I have checked what is coming in and out as below
- Bytes being sent to the encryptor 19,615,005 (the size of the file)
- Encrypted bytes created by the encryptor 19,615,026
- Bytes received by the decrypt or 19,615,026
- Decrypted bytes from the decryptor 19,614,944
I have tried
- Changing the .options = kCCOptionPKCS7Padding in RNCryptor.h
- Tried padding to the block size and to a 16 byte boundary myself
- Changed the encryptor finish and readStreamBlock calls to make sure its not a timing issue
- Investigated finishWithError in RNCryptorEngine, but there are no errors
Padding to the block size sort of works as I can then clean up the zeros that I padded with, but its not ideal.

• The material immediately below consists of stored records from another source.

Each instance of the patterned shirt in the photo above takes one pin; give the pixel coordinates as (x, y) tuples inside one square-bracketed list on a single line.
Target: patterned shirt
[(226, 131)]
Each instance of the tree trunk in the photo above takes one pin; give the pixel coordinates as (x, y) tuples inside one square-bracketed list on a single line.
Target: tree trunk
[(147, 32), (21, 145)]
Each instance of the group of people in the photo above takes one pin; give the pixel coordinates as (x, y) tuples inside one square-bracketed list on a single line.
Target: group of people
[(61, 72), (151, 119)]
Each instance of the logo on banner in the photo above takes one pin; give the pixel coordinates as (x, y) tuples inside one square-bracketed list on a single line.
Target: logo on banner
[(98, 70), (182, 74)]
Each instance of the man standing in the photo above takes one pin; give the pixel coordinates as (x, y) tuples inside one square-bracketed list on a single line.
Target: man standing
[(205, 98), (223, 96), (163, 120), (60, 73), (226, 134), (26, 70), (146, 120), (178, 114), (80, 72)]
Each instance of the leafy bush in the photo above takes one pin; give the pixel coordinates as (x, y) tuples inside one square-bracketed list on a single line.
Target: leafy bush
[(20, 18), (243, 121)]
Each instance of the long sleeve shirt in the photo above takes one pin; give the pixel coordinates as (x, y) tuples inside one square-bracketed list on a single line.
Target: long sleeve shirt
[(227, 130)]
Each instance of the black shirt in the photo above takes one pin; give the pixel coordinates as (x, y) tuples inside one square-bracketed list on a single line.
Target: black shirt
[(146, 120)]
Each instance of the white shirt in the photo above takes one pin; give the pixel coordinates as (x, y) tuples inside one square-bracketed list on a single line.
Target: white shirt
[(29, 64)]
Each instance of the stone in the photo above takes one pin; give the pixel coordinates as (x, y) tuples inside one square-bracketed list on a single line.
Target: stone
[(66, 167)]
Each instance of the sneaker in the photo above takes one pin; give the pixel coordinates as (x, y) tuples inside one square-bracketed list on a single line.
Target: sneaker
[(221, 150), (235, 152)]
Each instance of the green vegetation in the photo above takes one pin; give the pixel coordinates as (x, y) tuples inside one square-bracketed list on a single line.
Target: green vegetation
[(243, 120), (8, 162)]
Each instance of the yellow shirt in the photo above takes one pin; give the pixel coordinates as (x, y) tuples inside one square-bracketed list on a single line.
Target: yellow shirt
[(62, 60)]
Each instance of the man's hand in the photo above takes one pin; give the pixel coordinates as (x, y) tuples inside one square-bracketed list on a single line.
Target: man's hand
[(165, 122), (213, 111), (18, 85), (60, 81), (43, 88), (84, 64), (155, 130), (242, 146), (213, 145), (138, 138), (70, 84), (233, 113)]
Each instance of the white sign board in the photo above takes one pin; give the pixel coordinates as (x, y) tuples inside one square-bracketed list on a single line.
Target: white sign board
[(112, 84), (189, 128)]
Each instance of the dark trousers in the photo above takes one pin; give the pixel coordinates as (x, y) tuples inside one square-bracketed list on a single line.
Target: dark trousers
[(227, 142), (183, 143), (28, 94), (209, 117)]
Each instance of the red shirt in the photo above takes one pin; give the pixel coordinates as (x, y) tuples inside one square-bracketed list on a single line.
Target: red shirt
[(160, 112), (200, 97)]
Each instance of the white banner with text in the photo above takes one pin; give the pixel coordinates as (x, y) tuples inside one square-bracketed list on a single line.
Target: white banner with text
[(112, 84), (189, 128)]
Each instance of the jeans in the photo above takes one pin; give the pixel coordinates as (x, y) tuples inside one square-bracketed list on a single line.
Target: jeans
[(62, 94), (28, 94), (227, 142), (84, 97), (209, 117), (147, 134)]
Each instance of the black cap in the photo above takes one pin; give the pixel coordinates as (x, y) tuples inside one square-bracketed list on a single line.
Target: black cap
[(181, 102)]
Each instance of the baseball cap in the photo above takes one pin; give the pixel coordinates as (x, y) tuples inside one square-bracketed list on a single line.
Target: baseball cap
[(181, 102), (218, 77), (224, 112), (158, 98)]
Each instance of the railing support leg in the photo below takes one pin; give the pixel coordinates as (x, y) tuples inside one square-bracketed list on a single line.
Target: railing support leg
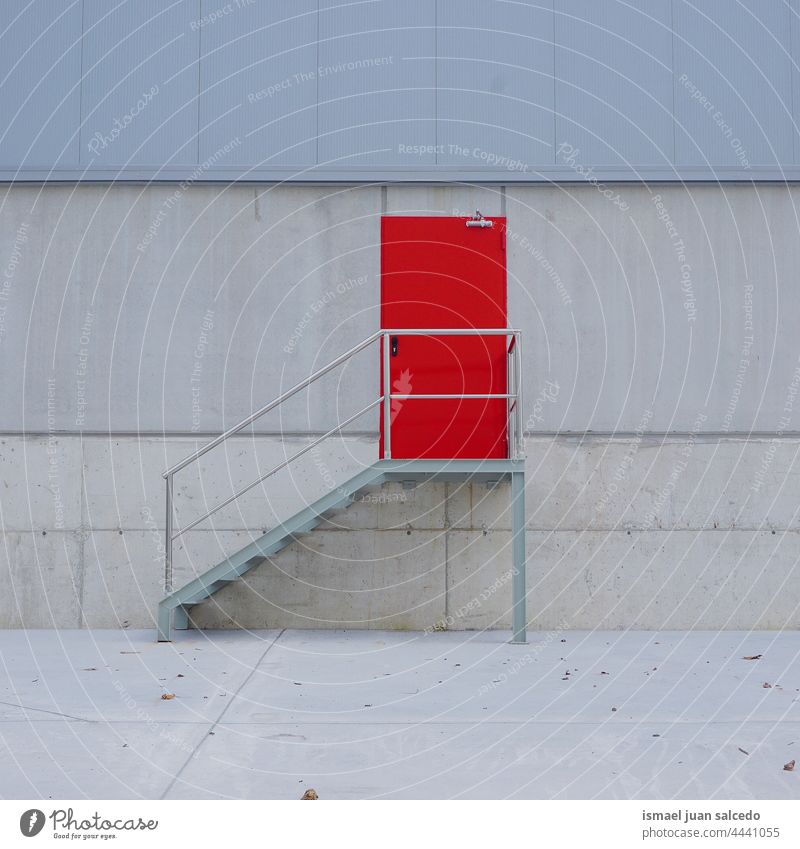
[(164, 623), (518, 581), (168, 539)]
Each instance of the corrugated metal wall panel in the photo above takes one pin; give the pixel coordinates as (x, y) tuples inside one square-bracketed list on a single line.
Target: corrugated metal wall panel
[(794, 9), (140, 83), (422, 90), (733, 96), (258, 83), (376, 82), (614, 82), (40, 73), (495, 83)]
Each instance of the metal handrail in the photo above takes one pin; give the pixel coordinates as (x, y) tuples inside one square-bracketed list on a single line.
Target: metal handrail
[(513, 399)]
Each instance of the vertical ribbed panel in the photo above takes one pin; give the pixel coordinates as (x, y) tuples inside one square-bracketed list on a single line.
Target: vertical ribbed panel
[(258, 83), (376, 82), (495, 77), (40, 71), (613, 82), (140, 83), (733, 98)]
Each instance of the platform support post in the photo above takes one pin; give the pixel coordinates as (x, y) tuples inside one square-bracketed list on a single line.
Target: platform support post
[(518, 585), (164, 623)]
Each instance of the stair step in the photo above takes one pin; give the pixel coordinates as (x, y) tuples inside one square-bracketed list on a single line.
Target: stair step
[(275, 540)]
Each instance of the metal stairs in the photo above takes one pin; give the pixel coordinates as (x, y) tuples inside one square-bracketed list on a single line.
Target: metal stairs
[(173, 609)]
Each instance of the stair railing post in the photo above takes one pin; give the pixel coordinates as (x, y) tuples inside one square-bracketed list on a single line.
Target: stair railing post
[(168, 539), (520, 426), (387, 402)]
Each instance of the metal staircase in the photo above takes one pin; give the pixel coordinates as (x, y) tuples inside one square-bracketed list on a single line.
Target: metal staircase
[(173, 610)]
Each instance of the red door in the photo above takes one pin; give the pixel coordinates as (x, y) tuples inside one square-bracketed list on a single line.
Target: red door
[(437, 273)]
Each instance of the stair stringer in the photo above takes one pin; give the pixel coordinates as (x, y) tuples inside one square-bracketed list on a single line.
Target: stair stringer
[(175, 605)]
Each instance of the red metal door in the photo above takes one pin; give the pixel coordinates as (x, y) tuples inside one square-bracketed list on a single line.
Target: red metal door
[(437, 273)]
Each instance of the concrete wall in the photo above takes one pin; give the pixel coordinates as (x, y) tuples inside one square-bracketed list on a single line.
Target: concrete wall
[(136, 319), (645, 533)]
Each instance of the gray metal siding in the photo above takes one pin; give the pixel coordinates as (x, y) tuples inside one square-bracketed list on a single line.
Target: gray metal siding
[(431, 90), (733, 83), (614, 82), (377, 96), (258, 88), (40, 78), (495, 83), (139, 93)]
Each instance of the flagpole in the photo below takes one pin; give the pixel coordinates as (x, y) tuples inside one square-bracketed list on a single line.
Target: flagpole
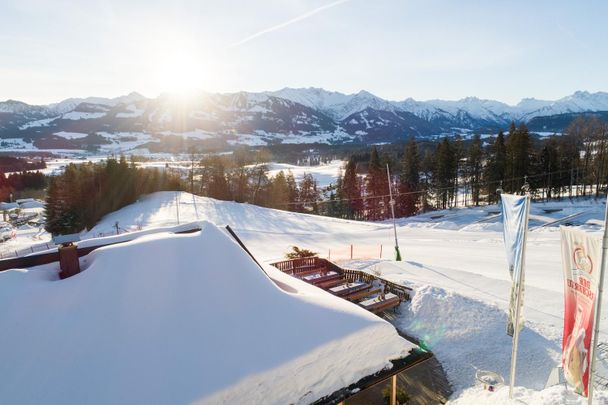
[(517, 302), (598, 306), (392, 204)]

I am scratching my head. Anyone been through this loop before?
Update:
Spent a long time scratching my head and realised I don't have the capability to figure out the issue in a timely fashion. However, I stepped backwards to the simple solution and this works, but not for me as this gives me memory issues.
- (void) simpleEncrypt:(NSString*)filename
{
NSLogDebug(@"simpleEncrypt");
NSString *outputTmpFilePath = [downloadCacheDirectory stringByAppendingPathComponent:[NSString stringWithFormat:@"%@.mov", filename]];
NSData *data = [downloadFileStream propertyForKey:NSStreamDataWrittenToMemoryStreamKey];
NSError *error;
NSData *encryptedData = [RNEncryptor encryptData:data
withSettings:kRNCryptorAES256Settings
password:@"blah"
error:&error];
[encryptedData writeToFile:outputTmpFilePath options:NSDataWritingAtomic error:&error];
NSLogDebug(@"simpleEncrypt isFinished");
}
- (void) simpleDecrypt:(NSString*)filename
{
NSLogDebug(@"simpleDecrypt");
NSString *inputTmpFilePath = [downloadCacheDirectory stringByAppendingPathComponent:[NSString stringWithFormat:@"%@.mov", filename]];
NSString *outputTmpFilePath = [downloadCacheDirectory stringByAppendingPathComponent:[NSString stringWithFormat:@"decrypted%@.mov", filename]];
NSData *encryptedData = [[NSFileManager defaultManager] contentsAtPath:inputTmpFilePath];
NSError *error;
NSData *decryptedData = [RNDecryptor decryptData:encryptedData
withPassword:@"blah"
error:&error];
[decryptedData writeToFile:outputTmpFilePath options:NSDataWritingAtomic error:&error];
NSLogDebug(@"simpleDecrypt isFinished");
}
If I mix it with the previous solution I get the same problem.